On the second day, US Special Forces would be dropped in by parachute in the cities where the twelve Federal Reserve district banks are located.
The origin of these protocols comes from the Department of Defense.
This is contingency planning for a variety of post-collapse scenarios.
Those scenarios would include, obviously, military collapse, WW III, and its aftermath. What we're talking about now is aftermath -- how the aftermath would be handled.
One does not necessarily know how the events would transpire that
would cause the collapse, whether it's military collapse or economic
collapse.
In WW III, it would become obvious -- when the
mushroom cloud started to appear over cities.
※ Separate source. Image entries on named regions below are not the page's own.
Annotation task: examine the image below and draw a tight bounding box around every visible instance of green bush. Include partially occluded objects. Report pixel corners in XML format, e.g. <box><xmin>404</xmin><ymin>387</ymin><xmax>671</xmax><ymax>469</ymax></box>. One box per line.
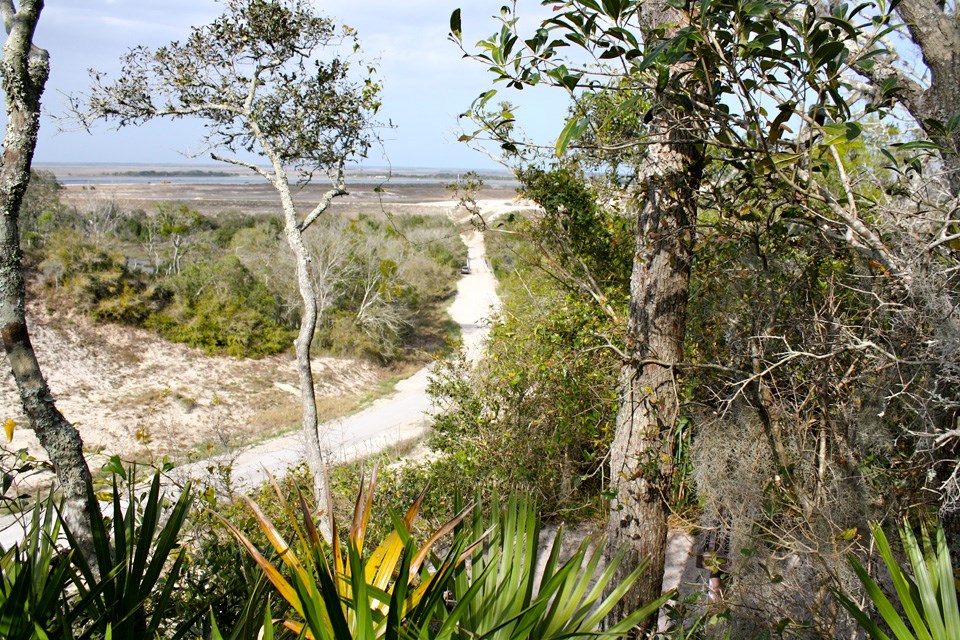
<box><xmin>146</xmin><ymin>256</ymin><xmax>296</xmax><ymax>357</ymax></box>
<box><xmin>40</xmin><ymin>233</ymin><xmax>170</xmax><ymax>325</ymax></box>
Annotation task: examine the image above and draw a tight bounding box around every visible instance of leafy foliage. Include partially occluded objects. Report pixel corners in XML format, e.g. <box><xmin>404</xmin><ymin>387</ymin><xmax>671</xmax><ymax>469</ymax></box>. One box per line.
<box><xmin>836</xmin><ymin>523</ymin><xmax>960</xmax><ymax>640</ymax></box>
<box><xmin>0</xmin><ymin>495</ymin><xmax>73</xmax><ymax>640</ymax></box>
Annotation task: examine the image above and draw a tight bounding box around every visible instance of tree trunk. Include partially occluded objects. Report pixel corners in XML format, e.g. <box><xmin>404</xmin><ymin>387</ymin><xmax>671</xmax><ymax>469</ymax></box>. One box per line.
<box><xmin>0</xmin><ymin>0</ymin><xmax>100</xmax><ymax>554</ymax></box>
<box><xmin>607</xmin><ymin>125</ymin><xmax>704</xmax><ymax>632</ymax></box>
<box><xmin>897</xmin><ymin>0</ymin><xmax>960</xmax><ymax>196</ymax></box>
<box><xmin>897</xmin><ymin>0</ymin><xmax>960</xmax><ymax>561</ymax></box>
<box><xmin>274</xmin><ymin>171</ymin><xmax>333</xmax><ymax>540</ymax></box>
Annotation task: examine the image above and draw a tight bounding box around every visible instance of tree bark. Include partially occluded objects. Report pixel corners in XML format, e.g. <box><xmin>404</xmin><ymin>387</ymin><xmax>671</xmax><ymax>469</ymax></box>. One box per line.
<box><xmin>0</xmin><ymin>0</ymin><xmax>99</xmax><ymax>551</ymax></box>
<box><xmin>897</xmin><ymin>0</ymin><xmax>960</xmax><ymax>196</ymax></box>
<box><xmin>261</xmin><ymin>160</ymin><xmax>333</xmax><ymax>541</ymax></box>
<box><xmin>608</xmin><ymin>124</ymin><xmax>704</xmax><ymax>632</ymax></box>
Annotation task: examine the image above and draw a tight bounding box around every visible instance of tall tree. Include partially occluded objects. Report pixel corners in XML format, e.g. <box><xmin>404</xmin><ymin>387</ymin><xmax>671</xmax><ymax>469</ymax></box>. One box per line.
<box><xmin>0</xmin><ymin>0</ymin><xmax>99</xmax><ymax>548</ymax></box>
<box><xmin>451</xmin><ymin>0</ymin><xmax>892</xmax><ymax>624</ymax></box>
<box><xmin>74</xmin><ymin>0</ymin><xmax>379</xmax><ymax>528</ymax></box>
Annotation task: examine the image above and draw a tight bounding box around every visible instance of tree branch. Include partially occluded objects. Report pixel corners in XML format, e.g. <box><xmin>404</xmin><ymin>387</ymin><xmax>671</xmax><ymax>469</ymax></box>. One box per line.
<box><xmin>297</xmin><ymin>159</ymin><xmax>347</xmax><ymax>233</ymax></box>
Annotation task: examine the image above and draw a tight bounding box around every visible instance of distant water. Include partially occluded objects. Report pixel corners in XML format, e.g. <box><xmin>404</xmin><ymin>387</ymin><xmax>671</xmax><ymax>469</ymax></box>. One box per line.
<box><xmin>36</xmin><ymin>163</ymin><xmax>517</xmax><ymax>188</ymax></box>
<box><xmin>57</xmin><ymin>175</ymin><xmax>517</xmax><ymax>189</ymax></box>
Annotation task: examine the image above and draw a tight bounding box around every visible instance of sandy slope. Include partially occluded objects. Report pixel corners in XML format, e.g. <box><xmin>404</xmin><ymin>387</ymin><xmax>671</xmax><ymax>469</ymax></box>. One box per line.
<box><xmin>171</xmin><ymin>200</ymin><xmax>518</xmax><ymax>487</ymax></box>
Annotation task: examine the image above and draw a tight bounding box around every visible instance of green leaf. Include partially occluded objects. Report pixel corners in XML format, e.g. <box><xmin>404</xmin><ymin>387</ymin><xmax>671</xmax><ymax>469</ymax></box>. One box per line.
<box><xmin>557</xmin><ymin>118</ymin><xmax>587</xmax><ymax>158</ymax></box>
<box><xmin>450</xmin><ymin>7</ymin><xmax>463</xmax><ymax>42</ymax></box>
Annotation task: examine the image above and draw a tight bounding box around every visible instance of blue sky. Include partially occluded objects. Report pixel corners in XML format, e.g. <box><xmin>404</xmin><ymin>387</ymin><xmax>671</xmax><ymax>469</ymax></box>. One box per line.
<box><xmin>35</xmin><ymin>0</ymin><xmax>566</xmax><ymax>168</ymax></box>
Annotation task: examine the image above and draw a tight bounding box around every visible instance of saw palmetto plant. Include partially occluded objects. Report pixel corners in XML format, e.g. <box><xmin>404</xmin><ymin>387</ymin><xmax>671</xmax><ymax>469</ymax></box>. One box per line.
<box><xmin>227</xmin><ymin>470</ymin><xmax>478</xmax><ymax>640</ymax></box>
<box><xmin>227</xmin><ymin>470</ymin><xmax>671</xmax><ymax>640</ymax></box>
<box><xmin>836</xmin><ymin>523</ymin><xmax>960</xmax><ymax>640</ymax></box>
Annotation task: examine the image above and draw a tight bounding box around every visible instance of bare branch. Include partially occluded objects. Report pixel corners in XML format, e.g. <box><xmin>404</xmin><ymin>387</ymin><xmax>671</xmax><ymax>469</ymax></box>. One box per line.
<box><xmin>298</xmin><ymin>161</ymin><xmax>347</xmax><ymax>233</ymax></box>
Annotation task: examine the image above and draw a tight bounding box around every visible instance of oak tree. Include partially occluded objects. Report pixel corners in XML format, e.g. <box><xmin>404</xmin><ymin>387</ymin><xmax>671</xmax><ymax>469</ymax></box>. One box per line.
<box><xmin>73</xmin><ymin>0</ymin><xmax>379</xmax><ymax>528</ymax></box>
<box><xmin>0</xmin><ymin>0</ymin><xmax>99</xmax><ymax>550</ymax></box>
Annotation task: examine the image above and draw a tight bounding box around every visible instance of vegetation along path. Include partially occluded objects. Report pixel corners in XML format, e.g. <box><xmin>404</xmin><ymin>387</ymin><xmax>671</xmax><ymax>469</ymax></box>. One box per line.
<box><xmin>171</xmin><ymin>200</ymin><xmax>520</xmax><ymax>490</ymax></box>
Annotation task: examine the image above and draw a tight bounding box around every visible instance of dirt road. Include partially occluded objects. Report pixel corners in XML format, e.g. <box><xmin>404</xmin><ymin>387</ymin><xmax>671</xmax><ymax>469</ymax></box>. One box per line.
<box><xmin>176</xmin><ymin>200</ymin><xmax>520</xmax><ymax>490</ymax></box>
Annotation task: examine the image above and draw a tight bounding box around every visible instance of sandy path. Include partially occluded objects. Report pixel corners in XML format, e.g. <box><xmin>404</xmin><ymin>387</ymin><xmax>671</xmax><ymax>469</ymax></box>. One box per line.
<box><xmin>167</xmin><ymin>200</ymin><xmax>521</xmax><ymax>490</ymax></box>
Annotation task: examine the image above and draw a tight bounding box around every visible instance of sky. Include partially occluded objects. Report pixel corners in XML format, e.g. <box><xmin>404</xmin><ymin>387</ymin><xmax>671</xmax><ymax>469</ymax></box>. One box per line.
<box><xmin>28</xmin><ymin>0</ymin><xmax>567</xmax><ymax>169</ymax></box>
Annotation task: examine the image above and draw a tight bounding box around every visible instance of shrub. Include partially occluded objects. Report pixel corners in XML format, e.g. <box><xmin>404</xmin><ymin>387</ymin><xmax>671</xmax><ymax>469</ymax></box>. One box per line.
<box><xmin>146</xmin><ymin>256</ymin><xmax>295</xmax><ymax>357</ymax></box>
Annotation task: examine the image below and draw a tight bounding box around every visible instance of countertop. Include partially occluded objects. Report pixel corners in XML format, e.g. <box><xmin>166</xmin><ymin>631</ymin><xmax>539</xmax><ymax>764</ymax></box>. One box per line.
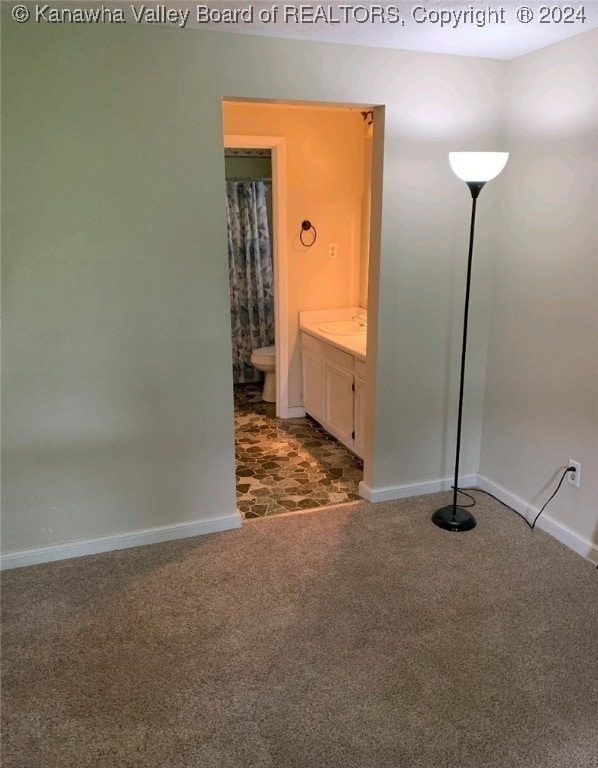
<box><xmin>299</xmin><ymin>321</ymin><xmax>367</xmax><ymax>361</ymax></box>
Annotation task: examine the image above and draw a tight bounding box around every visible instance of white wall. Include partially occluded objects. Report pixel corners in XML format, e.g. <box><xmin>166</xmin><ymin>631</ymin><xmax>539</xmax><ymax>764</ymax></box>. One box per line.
<box><xmin>480</xmin><ymin>31</ymin><xmax>598</xmax><ymax>554</ymax></box>
<box><xmin>2</xmin><ymin>20</ymin><xmax>504</xmax><ymax>552</ymax></box>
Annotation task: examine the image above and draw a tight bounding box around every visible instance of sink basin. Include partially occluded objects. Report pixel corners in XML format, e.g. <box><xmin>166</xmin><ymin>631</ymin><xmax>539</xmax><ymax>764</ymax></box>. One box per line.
<box><xmin>318</xmin><ymin>320</ymin><xmax>367</xmax><ymax>336</ymax></box>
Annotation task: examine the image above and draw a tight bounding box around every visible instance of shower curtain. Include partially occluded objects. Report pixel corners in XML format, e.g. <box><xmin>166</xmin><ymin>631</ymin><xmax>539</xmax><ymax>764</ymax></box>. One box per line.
<box><xmin>226</xmin><ymin>181</ymin><xmax>274</xmax><ymax>384</ymax></box>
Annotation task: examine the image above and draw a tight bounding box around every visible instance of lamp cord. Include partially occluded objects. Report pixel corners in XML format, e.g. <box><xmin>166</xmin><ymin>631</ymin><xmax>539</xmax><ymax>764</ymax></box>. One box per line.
<box><xmin>451</xmin><ymin>467</ymin><xmax>576</xmax><ymax>532</ymax></box>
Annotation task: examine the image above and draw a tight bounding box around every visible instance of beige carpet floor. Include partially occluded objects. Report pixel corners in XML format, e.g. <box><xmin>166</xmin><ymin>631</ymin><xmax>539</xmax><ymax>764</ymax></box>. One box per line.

Economic collapse scenarios were always premised on the basis of a US
declaration of "force majeure" on debt service.
It's a very extensive scenario. The scenarios are all together, i.e. military, economic, political and social complete destabilization leading to collapse.
Then they break down individual scenarios.
In the economic collapse scenario, the starting point would be the US Treasury declaring a force majeure on debt service, which is de facto repudiation, and that's how it would be interpreted by the world's capital marketplaces. Then the scenario goes on from there.
The US Treasury would obviously declare a "force majeure" sometime after the
European markets had settled down. In other words, they had gone out on the day, which means 11:38 a.m. EDT, our time. They'd wait until the European markets closed, and the US markets had been open for a couple of hours.
That's when they'd determine how to begin the process of unwinding or controlling the collapse to the best extent possible, mainly because they know that the greatest hedge pressure would be people seeking to use other markets to hedge their long exposure in the US and that the US would be the biggest seller in all the rest of the world's markets.
Therefore you would want to declare the force majeure when the rest of the world's markets closed.